The "poster child" of Canadian "what might have been" is the Avro Arrow, a fighter, entirely designed and built in Canada, with performance equivalent to modern fighters, but which first flew in (are you ready for this?) 1958. Unfortunately, the Canadian government ordered A.V. Roe to stop work on its Jetliner project (which was also very cool), in order to concentrate all efforts on building CF-100s as quickly as possible for the Korean War. Then, when the company had no prospects in civil aviation, the government cancelled the Arrow program and ordered all the plans and tools destroyed, and the existing planes cut up for scrap. The team which built the Arrow was scattered to the winds, and the Canadian aviation industry, which seemed set to lead the world, has never recovered.
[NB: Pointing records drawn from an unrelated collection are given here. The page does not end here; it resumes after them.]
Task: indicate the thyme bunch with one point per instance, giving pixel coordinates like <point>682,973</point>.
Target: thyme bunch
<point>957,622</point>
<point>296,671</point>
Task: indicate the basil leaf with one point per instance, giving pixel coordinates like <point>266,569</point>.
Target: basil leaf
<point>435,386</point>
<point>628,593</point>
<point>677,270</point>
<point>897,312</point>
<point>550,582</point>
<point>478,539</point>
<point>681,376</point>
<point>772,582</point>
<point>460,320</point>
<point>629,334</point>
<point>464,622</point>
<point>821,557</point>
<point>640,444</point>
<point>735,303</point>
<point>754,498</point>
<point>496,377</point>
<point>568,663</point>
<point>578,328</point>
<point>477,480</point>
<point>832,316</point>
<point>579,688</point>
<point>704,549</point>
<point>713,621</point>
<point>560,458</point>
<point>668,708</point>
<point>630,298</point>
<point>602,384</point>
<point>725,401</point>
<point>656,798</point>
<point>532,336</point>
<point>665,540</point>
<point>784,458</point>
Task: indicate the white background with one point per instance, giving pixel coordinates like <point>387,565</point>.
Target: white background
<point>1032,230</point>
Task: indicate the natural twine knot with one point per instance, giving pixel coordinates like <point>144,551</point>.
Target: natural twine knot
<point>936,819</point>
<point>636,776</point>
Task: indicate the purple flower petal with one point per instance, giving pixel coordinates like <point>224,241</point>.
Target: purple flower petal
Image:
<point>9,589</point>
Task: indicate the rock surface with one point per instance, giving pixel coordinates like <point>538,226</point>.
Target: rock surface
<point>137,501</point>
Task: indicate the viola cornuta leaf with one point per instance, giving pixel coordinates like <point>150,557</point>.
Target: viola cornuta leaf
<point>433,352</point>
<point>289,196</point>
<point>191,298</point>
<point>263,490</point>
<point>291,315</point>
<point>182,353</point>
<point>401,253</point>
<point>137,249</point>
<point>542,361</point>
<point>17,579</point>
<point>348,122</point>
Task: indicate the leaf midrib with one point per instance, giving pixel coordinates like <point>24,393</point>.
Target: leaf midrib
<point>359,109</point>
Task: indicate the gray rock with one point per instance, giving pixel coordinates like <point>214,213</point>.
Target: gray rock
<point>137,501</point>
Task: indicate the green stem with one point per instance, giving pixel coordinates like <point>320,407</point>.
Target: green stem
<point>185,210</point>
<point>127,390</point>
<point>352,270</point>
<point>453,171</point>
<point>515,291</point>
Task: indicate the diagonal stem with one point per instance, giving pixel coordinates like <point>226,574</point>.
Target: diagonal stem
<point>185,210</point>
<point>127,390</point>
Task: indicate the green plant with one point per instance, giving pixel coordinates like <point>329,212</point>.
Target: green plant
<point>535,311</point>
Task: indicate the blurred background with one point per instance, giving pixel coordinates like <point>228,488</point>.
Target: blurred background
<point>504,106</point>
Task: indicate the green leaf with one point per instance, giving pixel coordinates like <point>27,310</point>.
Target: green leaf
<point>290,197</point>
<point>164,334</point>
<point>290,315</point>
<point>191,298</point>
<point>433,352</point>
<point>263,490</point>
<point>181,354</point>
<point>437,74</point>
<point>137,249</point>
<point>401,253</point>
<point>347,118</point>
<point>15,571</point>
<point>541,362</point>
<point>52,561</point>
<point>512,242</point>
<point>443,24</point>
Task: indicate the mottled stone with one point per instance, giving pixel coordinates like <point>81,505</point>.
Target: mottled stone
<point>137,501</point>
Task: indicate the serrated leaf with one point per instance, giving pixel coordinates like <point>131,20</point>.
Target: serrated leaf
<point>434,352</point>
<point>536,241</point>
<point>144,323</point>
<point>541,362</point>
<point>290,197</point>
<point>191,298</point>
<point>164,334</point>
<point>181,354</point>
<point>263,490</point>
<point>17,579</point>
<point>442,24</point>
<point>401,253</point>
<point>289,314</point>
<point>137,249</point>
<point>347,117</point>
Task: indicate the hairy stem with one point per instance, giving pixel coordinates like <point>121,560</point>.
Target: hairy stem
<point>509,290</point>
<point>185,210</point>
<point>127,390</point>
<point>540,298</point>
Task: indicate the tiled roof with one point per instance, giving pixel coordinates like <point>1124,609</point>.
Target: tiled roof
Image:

How did it happen? Any number of works could tell you that. In fact, many of them are listed in the bibliography of Shutting Down the National Dream, which was reissued to coincide with the release of the CBC mini-series The Arrow, which it inspired. Stewart tells the story well, and supports his points wherever possible with quotes from the people involved. One brief quote, not really on topic, but symptomatic, must suffice to capture the feel of the work. A.V. Roe used a converted Lancaster bomber as a flying test-bed for the Orenda engines used in the CF-100:
"On the odd weekend the Lancaster test-bed was used for a bit of joy riding over nearby New York State. The plane would be taken across Lake Ontario very low, and would then pop up to appear on USAF radar scopes. The P-47 Thunderbolts based with the Air National Guard at Niagara Falls would scramble towards the radar blip, but were never able to catch the fast-climbing, jet-propelled Lancaster." (p. 224.)
The whole story is inspiring in just what Canadians are capable of achieving, and yet tragic, that basic human flaws can destroy such marvels.